Despite concerns about the potentially negative impacts on privacy and digital advertising, some within the digital liberties space say that both Kosa and Coppa 2.0 represent a step in the right direction.

Cobun Zweifel-Keegan, managing director at the International Association of Privacy Professionals in Washington, DC, suggests that the advancements of these bills could spell good news for the future of federal-level privacy protections – something the US has yet to establish in any meaningful way. “We could be on the verge of seeing federal action on data privacy for the first time in years,” he said in a statement shared with The Drum. “This comes after a busy year for youth privacy and safety rules at the state level, where a widely diverging set of new laws have been passed. With some of these under legal challenge, the emerging standards for youth safety, privacy and mental health on online platforms are not yet set in stone. Federal legislators are looking to fill this gap.”

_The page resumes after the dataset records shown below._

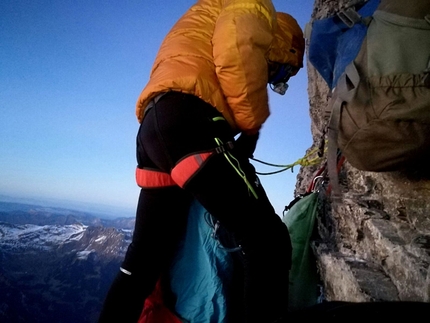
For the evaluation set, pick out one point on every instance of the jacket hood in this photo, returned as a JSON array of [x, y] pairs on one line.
[[288, 45]]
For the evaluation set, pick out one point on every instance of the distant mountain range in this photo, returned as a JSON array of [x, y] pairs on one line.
[[56, 264]]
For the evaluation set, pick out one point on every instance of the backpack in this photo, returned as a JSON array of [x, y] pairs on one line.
[[374, 56]]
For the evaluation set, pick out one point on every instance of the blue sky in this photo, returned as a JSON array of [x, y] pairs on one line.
[[70, 75]]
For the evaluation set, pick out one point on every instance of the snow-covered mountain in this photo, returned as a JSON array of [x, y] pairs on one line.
[[56, 272]]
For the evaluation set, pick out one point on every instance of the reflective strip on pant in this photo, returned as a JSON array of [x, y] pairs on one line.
[[148, 178], [187, 167]]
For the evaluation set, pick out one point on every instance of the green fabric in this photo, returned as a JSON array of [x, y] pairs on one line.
[[300, 221]]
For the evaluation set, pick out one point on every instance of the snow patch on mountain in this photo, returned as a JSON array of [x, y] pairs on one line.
[[39, 237]]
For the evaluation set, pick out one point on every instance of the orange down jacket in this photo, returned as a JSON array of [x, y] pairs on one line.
[[218, 51]]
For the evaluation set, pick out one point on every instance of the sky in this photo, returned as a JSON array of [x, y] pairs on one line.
[[70, 75]]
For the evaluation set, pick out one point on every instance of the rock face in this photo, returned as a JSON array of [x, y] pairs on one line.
[[374, 244]]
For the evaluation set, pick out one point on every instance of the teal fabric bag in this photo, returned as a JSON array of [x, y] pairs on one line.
[[300, 220], [201, 273]]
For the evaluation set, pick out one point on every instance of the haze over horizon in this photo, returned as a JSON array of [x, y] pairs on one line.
[[71, 74]]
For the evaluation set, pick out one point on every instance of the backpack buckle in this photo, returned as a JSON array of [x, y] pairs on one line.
[[349, 16], [426, 78]]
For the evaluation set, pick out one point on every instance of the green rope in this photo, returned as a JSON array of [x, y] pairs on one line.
[[305, 161], [237, 168]]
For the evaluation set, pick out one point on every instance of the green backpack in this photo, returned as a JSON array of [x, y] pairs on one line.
[[375, 57]]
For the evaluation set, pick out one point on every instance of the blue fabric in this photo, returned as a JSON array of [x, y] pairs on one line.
[[201, 273], [333, 45]]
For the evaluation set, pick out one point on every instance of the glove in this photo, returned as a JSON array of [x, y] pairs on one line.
[[245, 145]]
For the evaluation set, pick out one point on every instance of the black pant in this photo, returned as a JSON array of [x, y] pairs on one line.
[[180, 125]]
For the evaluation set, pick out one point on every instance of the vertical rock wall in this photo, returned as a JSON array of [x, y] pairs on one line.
[[374, 244]]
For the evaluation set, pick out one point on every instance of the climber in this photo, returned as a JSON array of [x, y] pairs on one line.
[[207, 85]]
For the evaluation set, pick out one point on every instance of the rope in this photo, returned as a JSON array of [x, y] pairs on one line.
[[305, 161], [230, 158]]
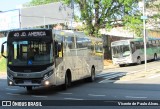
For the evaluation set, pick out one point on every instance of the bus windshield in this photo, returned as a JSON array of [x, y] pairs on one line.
[[120, 51], [32, 52]]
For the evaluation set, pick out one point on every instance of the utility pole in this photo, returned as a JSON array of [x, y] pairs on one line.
[[144, 35], [72, 7]]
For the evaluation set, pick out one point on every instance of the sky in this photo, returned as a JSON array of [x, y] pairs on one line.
[[6, 5]]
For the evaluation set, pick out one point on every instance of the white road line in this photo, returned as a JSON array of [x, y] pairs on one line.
[[96, 95], [72, 99], [154, 76], [12, 94], [135, 97], [65, 93], [11, 89], [39, 96]]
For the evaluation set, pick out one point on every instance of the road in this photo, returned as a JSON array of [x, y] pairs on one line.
[[104, 88]]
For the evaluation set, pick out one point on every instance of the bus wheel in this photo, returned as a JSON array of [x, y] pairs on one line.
[[122, 65], [67, 82], [138, 60], [29, 88], [92, 78], [155, 57]]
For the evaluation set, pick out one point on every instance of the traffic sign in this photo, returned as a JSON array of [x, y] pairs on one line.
[[144, 17]]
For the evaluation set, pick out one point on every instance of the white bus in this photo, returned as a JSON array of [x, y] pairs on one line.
[[44, 57], [132, 51]]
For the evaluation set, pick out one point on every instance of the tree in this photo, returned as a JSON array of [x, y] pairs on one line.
[[98, 14], [153, 13]]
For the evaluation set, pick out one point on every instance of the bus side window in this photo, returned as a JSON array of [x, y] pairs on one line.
[[58, 49], [133, 47]]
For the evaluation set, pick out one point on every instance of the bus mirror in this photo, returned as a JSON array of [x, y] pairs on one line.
[[59, 48], [2, 50]]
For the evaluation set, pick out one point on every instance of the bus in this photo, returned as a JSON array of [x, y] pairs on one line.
[[132, 51], [45, 57]]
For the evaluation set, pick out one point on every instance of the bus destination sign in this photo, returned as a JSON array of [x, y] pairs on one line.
[[30, 33]]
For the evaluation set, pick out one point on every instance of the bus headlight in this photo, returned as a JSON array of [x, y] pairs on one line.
[[46, 76], [46, 83], [10, 76]]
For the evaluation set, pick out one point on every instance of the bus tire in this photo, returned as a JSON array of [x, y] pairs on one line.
[[121, 65], [67, 82], [29, 88], [155, 57], [138, 60], [92, 78]]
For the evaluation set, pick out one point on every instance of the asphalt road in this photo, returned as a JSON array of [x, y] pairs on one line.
[[106, 87]]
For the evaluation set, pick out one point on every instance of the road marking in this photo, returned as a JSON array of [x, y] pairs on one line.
[[39, 96], [11, 89], [135, 97], [96, 95], [65, 93], [72, 99], [154, 76], [12, 94], [107, 81]]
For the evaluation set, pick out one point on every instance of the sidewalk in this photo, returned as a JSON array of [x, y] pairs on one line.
[[108, 64], [142, 74]]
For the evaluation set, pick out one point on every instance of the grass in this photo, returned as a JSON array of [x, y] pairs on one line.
[[3, 67]]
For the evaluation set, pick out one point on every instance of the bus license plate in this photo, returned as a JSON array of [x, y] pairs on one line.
[[27, 81]]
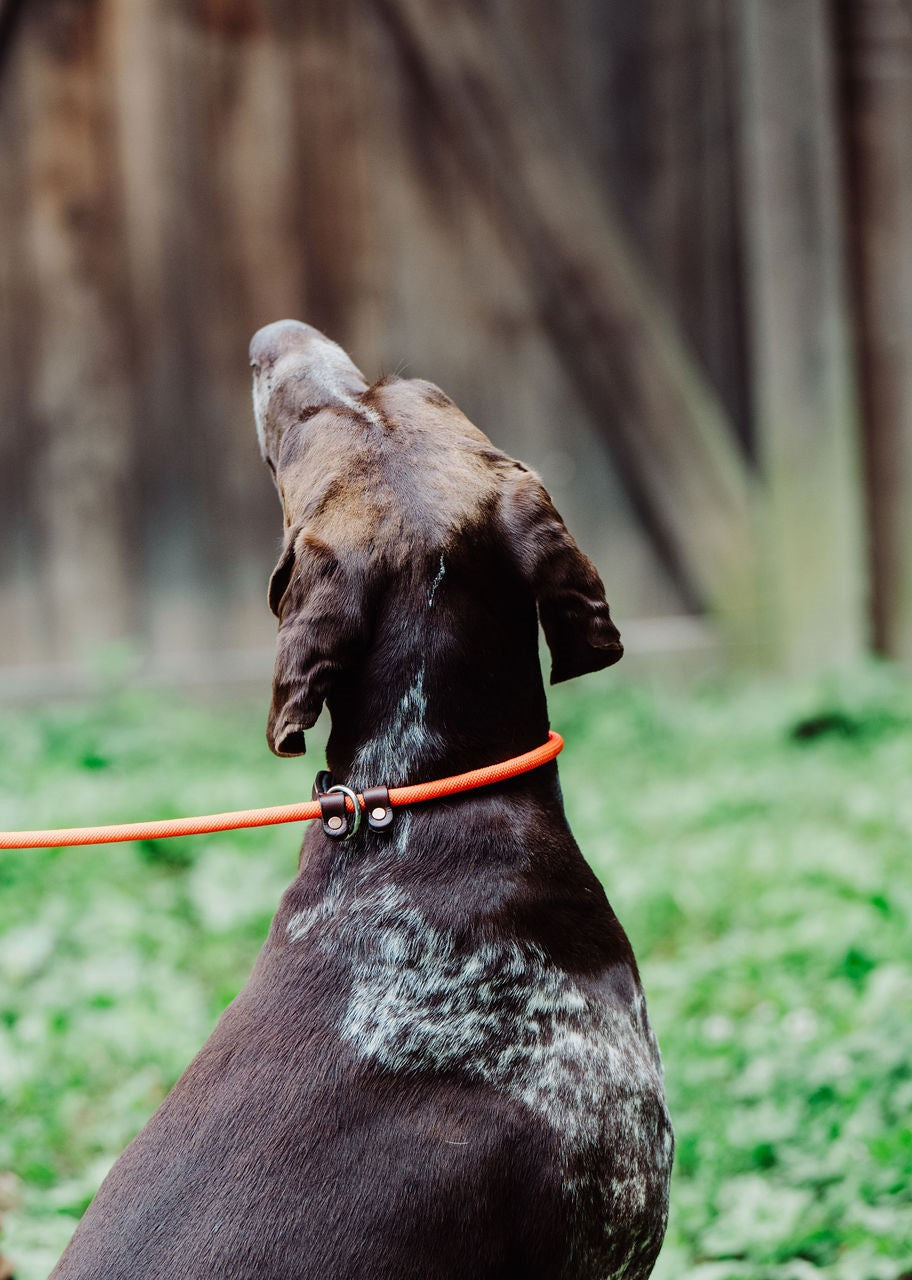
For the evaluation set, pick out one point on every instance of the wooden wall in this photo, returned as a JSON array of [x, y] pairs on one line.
[[582, 219]]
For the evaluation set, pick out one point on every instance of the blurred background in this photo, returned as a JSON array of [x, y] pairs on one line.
[[661, 250]]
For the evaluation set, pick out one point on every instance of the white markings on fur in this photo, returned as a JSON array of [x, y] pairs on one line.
[[437, 581], [263, 388], [506, 1015], [405, 739]]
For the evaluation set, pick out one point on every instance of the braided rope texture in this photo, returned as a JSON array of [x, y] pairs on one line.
[[306, 812]]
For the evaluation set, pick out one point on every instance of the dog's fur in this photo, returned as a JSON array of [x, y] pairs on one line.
[[441, 1065]]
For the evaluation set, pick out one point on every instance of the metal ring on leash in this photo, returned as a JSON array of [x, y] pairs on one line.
[[356, 817]]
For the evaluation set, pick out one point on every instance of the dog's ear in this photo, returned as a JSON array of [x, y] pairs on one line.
[[571, 604], [319, 604]]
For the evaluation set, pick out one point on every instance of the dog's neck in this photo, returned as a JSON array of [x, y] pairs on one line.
[[424, 727], [464, 690]]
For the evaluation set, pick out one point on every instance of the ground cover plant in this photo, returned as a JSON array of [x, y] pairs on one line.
[[755, 840]]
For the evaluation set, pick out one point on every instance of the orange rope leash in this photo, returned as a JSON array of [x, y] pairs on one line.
[[306, 812]]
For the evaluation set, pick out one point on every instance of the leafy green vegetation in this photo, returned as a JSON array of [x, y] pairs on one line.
[[755, 841]]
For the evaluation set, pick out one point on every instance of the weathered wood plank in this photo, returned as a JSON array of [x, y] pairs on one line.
[[80, 394], [876, 39], [806, 414], [661, 417]]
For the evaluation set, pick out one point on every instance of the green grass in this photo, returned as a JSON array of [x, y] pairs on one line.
[[755, 841]]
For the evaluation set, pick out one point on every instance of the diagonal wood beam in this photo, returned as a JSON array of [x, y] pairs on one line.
[[662, 420]]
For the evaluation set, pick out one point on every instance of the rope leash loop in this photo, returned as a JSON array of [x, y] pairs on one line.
[[418, 792]]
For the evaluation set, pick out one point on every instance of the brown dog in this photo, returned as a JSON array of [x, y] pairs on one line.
[[441, 1065]]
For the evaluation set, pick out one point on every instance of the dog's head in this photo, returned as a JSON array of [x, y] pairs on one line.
[[374, 480]]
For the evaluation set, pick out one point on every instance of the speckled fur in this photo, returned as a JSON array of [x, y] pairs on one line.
[[441, 1065]]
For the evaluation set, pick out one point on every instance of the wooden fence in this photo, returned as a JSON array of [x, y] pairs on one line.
[[662, 251]]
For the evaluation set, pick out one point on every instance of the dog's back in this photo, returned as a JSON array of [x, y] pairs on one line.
[[441, 1065]]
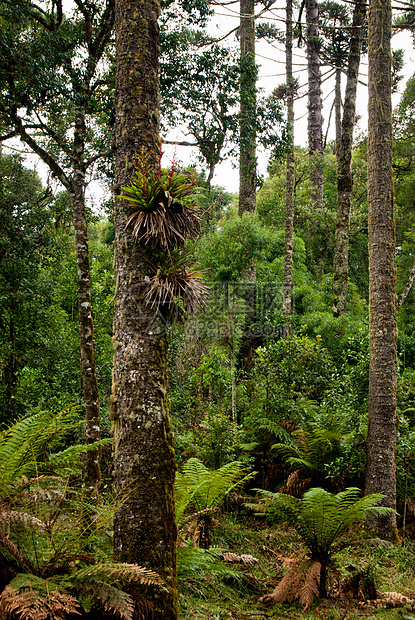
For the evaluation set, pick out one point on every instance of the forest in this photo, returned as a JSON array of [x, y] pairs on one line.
[[207, 398]]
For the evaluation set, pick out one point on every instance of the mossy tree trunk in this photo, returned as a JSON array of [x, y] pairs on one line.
[[92, 474], [315, 105], [247, 153], [344, 164], [290, 171], [144, 463], [381, 441]]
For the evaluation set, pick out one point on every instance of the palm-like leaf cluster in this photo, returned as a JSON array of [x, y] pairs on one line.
[[176, 278]]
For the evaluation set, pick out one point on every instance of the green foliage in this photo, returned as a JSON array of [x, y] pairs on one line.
[[40, 534], [299, 366], [176, 283], [313, 445], [164, 207], [200, 489], [320, 517]]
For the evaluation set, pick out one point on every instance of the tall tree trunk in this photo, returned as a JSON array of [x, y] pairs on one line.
[[144, 463], [92, 476], [344, 164], [381, 441], [315, 105], [290, 182], [338, 106], [247, 154]]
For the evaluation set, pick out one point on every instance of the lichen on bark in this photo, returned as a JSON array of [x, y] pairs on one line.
[[144, 464]]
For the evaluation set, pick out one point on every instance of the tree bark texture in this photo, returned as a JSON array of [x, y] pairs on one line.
[[381, 441], [144, 463], [290, 172], [92, 476], [315, 105], [344, 164], [338, 107], [247, 153]]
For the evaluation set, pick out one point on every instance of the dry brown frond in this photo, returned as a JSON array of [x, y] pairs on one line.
[[29, 605], [176, 278], [311, 586]]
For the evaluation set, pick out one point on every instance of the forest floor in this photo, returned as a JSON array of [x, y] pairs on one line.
[[273, 549]]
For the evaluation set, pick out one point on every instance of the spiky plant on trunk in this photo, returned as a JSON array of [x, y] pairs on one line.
[[152, 217]]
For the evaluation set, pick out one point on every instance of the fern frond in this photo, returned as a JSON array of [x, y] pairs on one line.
[[106, 598], [113, 573], [196, 561], [68, 463], [12, 517], [203, 488], [31, 605], [321, 517], [23, 443]]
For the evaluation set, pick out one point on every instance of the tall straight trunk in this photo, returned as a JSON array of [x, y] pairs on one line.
[[247, 153], [75, 185], [338, 107], [381, 440], [92, 474], [315, 105], [144, 464], [290, 182], [344, 164]]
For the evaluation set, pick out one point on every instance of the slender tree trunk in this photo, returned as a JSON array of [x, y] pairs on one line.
[[290, 182], [315, 105], [344, 164], [338, 106], [10, 374], [144, 463], [92, 475], [381, 441], [247, 155]]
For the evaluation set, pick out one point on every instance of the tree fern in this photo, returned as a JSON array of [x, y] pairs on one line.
[[23, 445], [200, 488], [320, 517], [40, 533]]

Nonetheless, Zweifel-Keegan acknowledges that “many hurdles remain.” He added: “The path to success for these bills is much broader than comprehensive consumer privacy bills.”

Bhatia, for her part, also hopes that future federal-level privacy legislation could ultimately address lawmakers’ concerns about children and teen safety more effectively than frameworks like Kosa and Coppa 2.0. “The best way to protect kids’ privacy is to protect everyone’s privacy and create a set of standards for all service providers that limit the sort of data that’s collected on all users and introduces purpose limitation provisions and minimizes data retention. This is a really important first step before a lot of other efforts.”

The sentiment is echoed by other experts, including Garcia. “While it is understandable to prioritize children and teens given their unique vulnerability, to do so absent a common baseline introduces complexity that could heighten the risk of unintended consequences and stymie alignment and progress.”

Last year, the US came closer than it has in decades to passing a sweeping federal data privacy bill in the American Data Privacy and Protection Act. However, efforts on the bill have since stalled, with lawmakers grappling over how far protections should go.